World Wide Web is a huge repository of web pages and links. It provides abudance of information for the Internet users. Web mining is the use of Data mining frameworks to actually discover and concentrate data from web archives and administrations. Web mining is three sorts: Web use Mining, Web content Mining, and Web structure Mining. Web utilization mining is the process of finding information from the cooperation created by the clients in the types of access logs, program logs, intermediary server logs, client session information, treats. A huge amount of user request data is generated in a web log. Predicting user's requests based on previously visited pages is important for the web page recommendation, reduction of latency, and online advertising. The web server log document is naturally made and kept up by a server comprising of a rundown of exercises it performed. The proposed framework is intended for website page forecast in suggestion framework and also it is useful for the investigation of web mining calculation to get incessant consecutive access design from the web log document on the web server. After cleaning, and applying the longest common subsequence and Apriori algorithm, the outcomes of the effective calculation of web log access are inaccurate.

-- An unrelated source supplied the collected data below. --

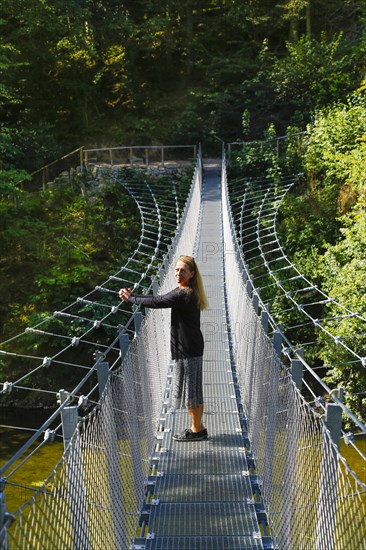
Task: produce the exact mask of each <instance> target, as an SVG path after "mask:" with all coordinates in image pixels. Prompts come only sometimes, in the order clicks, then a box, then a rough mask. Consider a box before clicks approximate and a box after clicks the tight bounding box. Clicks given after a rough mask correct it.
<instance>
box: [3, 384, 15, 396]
mask: <svg viewBox="0 0 366 550" xmlns="http://www.w3.org/2000/svg"><path fill="white" fill-rule="evenodd" d="M12 390H13V382H4V383H3V393H7V394H9V393H11V392H12Z"/></svg>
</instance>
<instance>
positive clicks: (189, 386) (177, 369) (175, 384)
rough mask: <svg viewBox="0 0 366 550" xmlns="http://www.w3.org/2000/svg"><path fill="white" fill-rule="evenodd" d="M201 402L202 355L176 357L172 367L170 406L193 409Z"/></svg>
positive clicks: (172, 406) (200, 403) (178, 408)
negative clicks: (174, 363) (171, 385)
mask: <svg viewBox="0 0 366 550" xmlns="http://www.w3.org/2000/svg"><path fill="white" fill-rule="evenodd" d="M202 403H203V390H202V356H201V357H187V358H185V359H176V360H175V364H174V367H173V383H172V393H171V397H170V407H171V408H172V409H184V408H185V409H195V408H197V407H198V405H201V404H202Z"/></svg>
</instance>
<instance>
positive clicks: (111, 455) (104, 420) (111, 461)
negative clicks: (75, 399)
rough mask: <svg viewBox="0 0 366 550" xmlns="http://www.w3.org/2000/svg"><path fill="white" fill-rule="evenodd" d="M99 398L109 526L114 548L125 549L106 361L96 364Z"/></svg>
mask: <svg viewBox="0 0 366 550" xmlns="http://www.w3.org/2000/svg"><path fill="white" fill-rule="evenodd" d="M97 374H98V385H99V397H100V398H101V400H102V402H103V406H102V407H101V410H100V420H101V424H102V429H101V437H102V438H104V441H103V443H104V449H105V456H106V463H107V472H108V481H109V494H110V499H111V512H112V525H113V531H114V541H115V546H116V548H127V547H128V541H127V539H126V526H125V519H124V518H125V513H124V502H123V486H122V479H121V465H120V454H119V452H118V430H117V426H116V425H117V424H118V415H119V413H118V412H117V413H115V411H114V400H113V392H112V385H111V378H110V374H109V363H108V362H107V361H100V362H99V364H98V366H97Z"/></svg>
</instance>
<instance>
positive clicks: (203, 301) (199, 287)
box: [178, 256, 208, 311]
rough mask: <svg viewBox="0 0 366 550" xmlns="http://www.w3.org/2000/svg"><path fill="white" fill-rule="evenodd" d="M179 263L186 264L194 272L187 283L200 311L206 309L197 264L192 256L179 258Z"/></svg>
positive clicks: (204, 289)
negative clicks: (187, 283)
mask: <svg viewBox="0 0 366 550" xmlns="http://www.w3.org/2000/svg"><path fill="white" fill-rule="evenodd" d="M178 259H179V260H180V261H181V262H183V263H184V264H186V265H187V266H188V267H189V269H190V270H191V271H194V275H193V277H192V279H190V281H189V287H190V288H191V289H192V290H193V291H194V293H195V294H196V296H197V300H198V305H199V308H200V310H201V311H202V310H203V309H206V308H207V307H208V300H207V296H206V293H205V289H204V286H203V281H202V277H201V273H200V271H199V269H198V267H197V264H196V262H195V260H194V258H193V257H192V256H179V258H178Z"/></svg>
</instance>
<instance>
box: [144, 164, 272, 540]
mask: <svg viewBox="0 0 366 550" xmlns="http://www.w3.org/2000/svg"><path fill="white" fill-rule="evenodd" d="M197 261H198V263H199V266H200V269H201V272H202V276H203V280H204V283H205V288H206V292H207V296H208V299H209V303H210V305H209V309H208V310H207V311H206V312H204V314H203V318H202V329H203V333H204V336H205V354H204V401H205V416H204V420H205V424H206V426H207V429H208V432H209V439H208V440H207V441H202V442H190V443H181V442H176V441H174V440H173V439H172V434H173V433H176V432H178V431H181V430H183V429H184V428H186V427H189V419H188V415H187V413H186V411H177V412H174V413H172V414H167V415H166V418H165V432H164V436H163V440H162V442H161V445H162V452H160V453H159V456H160V458H159V461H158V470H159V473H158V476H157V477H156V485H155V489H154V501H153V504H152V506H151V511H150V518H149V528H148V530H149V534H148V538H147V541H146V546H145V548H147V549H151V550H152V549H164V550H166V549H169V550H178V549H179V550H188V549H193V548H194V549H195V550H200V549H205V550H211V549H217V550H219V549H223V548H225V549H237V550H238V549H240V550H245V549H251V550H252V549H256V548H258V549H260V548H263V545H262V539H261V536H260V529H259V526H258V521H257V516H256V512H255V505H254V499H253V493H252V488H251V484H250V478H249V476H248V465H247V462H246V455H245V452H244V449H243V438H242V433H241V427H240V419H239V413H238V408H237V401H236V395H235V385H234V378H233V374H232V370H231V363H230V352H229V340H228V334H227V330H226V326H227V325H226V313H225V294H224V272H223V247H222V221H221V189H220V167H219V164H218V163H216V164H211V165H208V166H206V167H205V175H204V182H203V210H202V224H201V228H200V234H199V246H198V254H197Z"/></svg>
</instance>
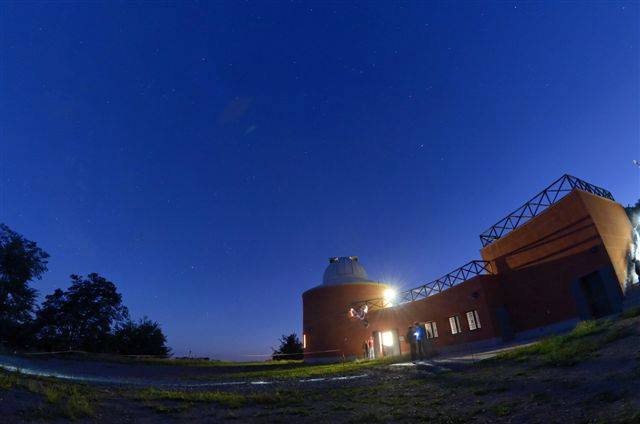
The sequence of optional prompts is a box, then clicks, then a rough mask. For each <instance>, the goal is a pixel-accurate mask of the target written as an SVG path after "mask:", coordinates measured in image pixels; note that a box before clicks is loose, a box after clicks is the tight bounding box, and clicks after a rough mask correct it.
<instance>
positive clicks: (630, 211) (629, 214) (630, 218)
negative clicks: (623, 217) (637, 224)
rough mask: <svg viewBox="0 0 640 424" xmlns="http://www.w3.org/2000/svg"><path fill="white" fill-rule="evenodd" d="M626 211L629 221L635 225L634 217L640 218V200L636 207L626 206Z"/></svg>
mask: <svg viewBox="0 0 640 424" xmlns="http://www.w3.org/2000/svg"><path fill="white" fill-rule="evenodd" d="M624 211H625V212H626V213H627V216H628V217H629V220H631V223H632V224H633V217H634V215H635V216H640V199H638V201H637V202H636V204H635V205H633V206H631V205H629V206H626V207H625V208H624Z"/></svg>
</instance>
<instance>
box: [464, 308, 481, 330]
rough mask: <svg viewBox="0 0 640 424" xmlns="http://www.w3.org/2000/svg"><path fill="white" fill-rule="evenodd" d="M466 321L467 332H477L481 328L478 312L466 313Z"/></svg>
mask: <svg viewBox="0 0 640 424" xmlns="http://www.w3.org/2000/svg"><path fill="white" fill-rule="evenodd" d="M467 321H468V322H469V330H477V329H478V328H481V327H482V326H481V325H480V318H478V311H469V312H467Z"/></svg>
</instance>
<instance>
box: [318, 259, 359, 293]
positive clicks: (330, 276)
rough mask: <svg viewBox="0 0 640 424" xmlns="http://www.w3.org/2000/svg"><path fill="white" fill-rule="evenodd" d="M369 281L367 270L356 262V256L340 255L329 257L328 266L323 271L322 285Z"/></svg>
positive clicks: (357, 261) (322, 277) (330, 284)
mask: <svg viewBox="0 0 640 424" xmlns="http://www.w3.org/2000/svg"><path fill="white" fill-rule="evenodd" d="M363 282H369V280H368V277H367V271H365V270H364V267H363V266H362V265H360V262H358V257H357V256H342V257H340V258H329V266H328V267H327V269H326V270H325V271H324V276H323V277H322V285H324V286H330V285H336V284H349V283H363Z"/></svg>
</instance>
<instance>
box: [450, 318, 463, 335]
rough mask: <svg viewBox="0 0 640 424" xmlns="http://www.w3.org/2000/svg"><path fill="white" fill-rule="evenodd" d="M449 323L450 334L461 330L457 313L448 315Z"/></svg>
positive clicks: (459, 332) (456, 333)
mask: <svg viewBox="0 0 640 424" xmlns="http://www.w3.org/2000/svg"><path fill="white" fill-rule="evenodd" d="M449 325H450V326H451V334H458V333H460V332H462V329H461V328H460V318H459V317H458V316H457V315H456V316H455V317H449Z"/></svg>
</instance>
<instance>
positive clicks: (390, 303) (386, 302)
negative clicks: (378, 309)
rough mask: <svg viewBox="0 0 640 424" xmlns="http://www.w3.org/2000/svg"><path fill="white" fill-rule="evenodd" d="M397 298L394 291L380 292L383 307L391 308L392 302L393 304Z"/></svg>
mask: <svg viewBox="0 0 640 424" xmlns="http://www.w3.org/2000/svg"><path fill="white" fill-rule="evenodd" d="M397 297H398V292H397V291H396V289H392V288H389V289H386V290H385V291H384V292H382V298H383V299H384V303H385V306H393V302H395V300H396V298H397Z"/></svg>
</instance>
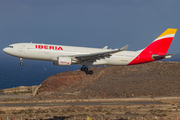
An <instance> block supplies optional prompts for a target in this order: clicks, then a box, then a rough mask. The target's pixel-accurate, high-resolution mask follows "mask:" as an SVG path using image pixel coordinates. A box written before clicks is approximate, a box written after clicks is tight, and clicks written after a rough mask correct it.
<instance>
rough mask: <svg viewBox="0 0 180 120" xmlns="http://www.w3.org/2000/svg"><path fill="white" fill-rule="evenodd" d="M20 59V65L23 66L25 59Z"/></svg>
mask: <svg viewBox="0 0 180 120" xmlns="http://www.w3.org/2000/svg"><path fill="white" fill-rule="evenodd" d="M20 61H21V62H20V65H21V66H23V59H22V58H20Z"/></svg>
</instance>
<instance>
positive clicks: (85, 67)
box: [81, 65, 93, 75]
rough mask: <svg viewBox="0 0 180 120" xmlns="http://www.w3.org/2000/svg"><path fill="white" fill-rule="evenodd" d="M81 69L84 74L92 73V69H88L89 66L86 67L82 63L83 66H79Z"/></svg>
mask: <svg viewBox="0 0 180 120" xmlns="http://www.w3.org/2000/svg"><path fill="white" fill-rule="evenodd" d="M81 71H84V72H85V73H86V74H90V75H92V74H93V71H92V70H89V68H88V67H86V66H85V65H83V66H82V67H81Z"/></svg>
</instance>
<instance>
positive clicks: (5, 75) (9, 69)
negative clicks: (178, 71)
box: [0, 53, 180, 90]
mask: <svg viewBox="0 0 180 120" xmlns="http://www.w3.org/2000/svg"><path fill="white" fill-rule="evenodd" d="M163 61H174V62H180V54H176V55H174V56H172V58H170V59H166V60H163ZM23 63H24V65H23V66H20V60H19V58H15V57H12V56H9V55H7V54H5V53H0V90H1V89H5V88H13V87H18V86H32V85H40V84H41V83H42V82H43V81H44V80H45V79H47V78H48V77H49V76H52V75H55V74H57V73H60V72H66V71H75V70H79V69H80V68H81V65H71V66H54V65H53V63H52V62H49V61H37V60H26V59H24V60H23Z"/></svg>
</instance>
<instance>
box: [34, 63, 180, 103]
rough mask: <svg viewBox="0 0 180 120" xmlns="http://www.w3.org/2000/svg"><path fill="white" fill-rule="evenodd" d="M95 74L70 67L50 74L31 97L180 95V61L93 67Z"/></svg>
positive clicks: (67, 98) (82, 96)
mask: <svg viewBox="0 0 180 120" xmlns="http://www.w3.org/2000/svg"><path fill="white" fill-rule="evenodd" d="M91 69H92V70H93V71H94V74H93V75H86V74H85V73H84V72H82V71H80V70H77V71H73V72H70V71H67V72H65V73H58V74H56V75H54V76H50V77H49V78H47V79H46V80H45V81H44V82H43V83H42V85H41V86H40V88H39V89H38V91H37V95H36V96H34V97H32V98H31V99H34V100H36V99H91V98H123V97H156V96H180V74H179V73H180V63H178V62H151V63H147V64H140V65H134V66H109V67H92V68H91Z"/></svg>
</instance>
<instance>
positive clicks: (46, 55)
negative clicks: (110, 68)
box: [3, 28, 177, 75]
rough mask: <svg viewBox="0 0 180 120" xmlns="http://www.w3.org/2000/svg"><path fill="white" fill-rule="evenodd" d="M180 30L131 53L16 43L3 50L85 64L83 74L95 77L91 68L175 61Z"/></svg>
mask: <svg viewBox="0 0 180 120" xmlns="http://www.w3.org/2000/svg"><path fill="white" fill-rule="evenodd" d="M176 31H177V29H174V28H168V29H167V30H166V31H164V32H163V33H162V34H161V35H160V36H159V37H157V38H156V39H155V40H154V41H153V42H152V43H151V44H150V45H148V46H147V47H146V48H144V49H142V50H138V51H127V50H126V49H127V48H128V45H126V46H124V47H122V48H121V49H108V46H105V47H104V48H89V47H75V46H64V45H51V44H39V43H32V42H31V43H16V44H11V45H9V46H8V47H6V48H4V49H3V51H4V52H5V53H7V54H9V55H11V56H14V57H18V58H20V65H21V66H22V65H23V59H30V60H43V61H52V62H53V65H57V66H70V65H72V64H79V65H82V67H81V71H85V73H86V74H90V75H92V74H93V71H92V70H89V66H90V65H113V66H119V65H122V66H125V65H136V64H142V63H148V62H152V61H156V60H161V59H166V58H171V56H172V55H174V54H166V53H167V51H168V49H169V46H170V44H171V42H172V40H173V38H174V36H175V33H176Z"/></svg>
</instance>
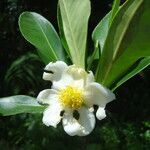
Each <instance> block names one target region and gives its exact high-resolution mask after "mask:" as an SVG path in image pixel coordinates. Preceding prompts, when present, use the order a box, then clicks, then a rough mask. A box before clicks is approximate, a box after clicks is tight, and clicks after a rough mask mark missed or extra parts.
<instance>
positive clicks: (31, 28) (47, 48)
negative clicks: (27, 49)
mask: <svg viewBox="0 0 150 150" xmlns="http://www.w3.org/2000/svg"><path fill="white" fill-rule="evenodd" d="M19 27H20V31H21V33H22V35H23V36H24V37H25V39H26V40H27V41H29V42H30V43H31V44H33V45H34V46H35V47H36V48H37V49H38V52H39V55H40V56H41V58H42V60H43V61H44V62H45V63H46V64H47V63H49V62H50V61H56V60H63V61H64V60H65V58H64V51H63V48H62V45H61V42H60V39H59V37H58V34H57V33H56V31H55V29H54V27H53V26H52V24H51V23H50V22H49V21H48V20H46V19H45V18H44V17H42V16H41V15H39V14H37V13H34V12H24V13H22V14H21V15H20V17H19Z"/></svg>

Cloud Computing (CC) is accomplished on the top of Gartner's list of the ten most disruptive technologies of the next years. It has been measured as a significant step towards achieving the long-held dream of envisioning computing as a utility. It provides a great chance to supply storage, processing, and visualization resources for sensing-based healthcare data also. Flexibility, scalability, computing and application resources, optimal utilization of infrastructure and reduced costs are the major cloud-based services. CC comes with abundant possibilities and challenges concurrently of which security / threats is most well-thought out vital barrier for cloud computing path to success. When putting and transmitting data using public networks exposed to the world, cyber attacks in any form are anticipated in CC. Hence, cloud service users need to understand the risk of data breaches and adoption of service delivery model along with cloud deployment model in the cloud environment. This paper covers the roadmap on this machinery in detail so that “robust security application models” can be created / deployed easily with possible uncovered breaches.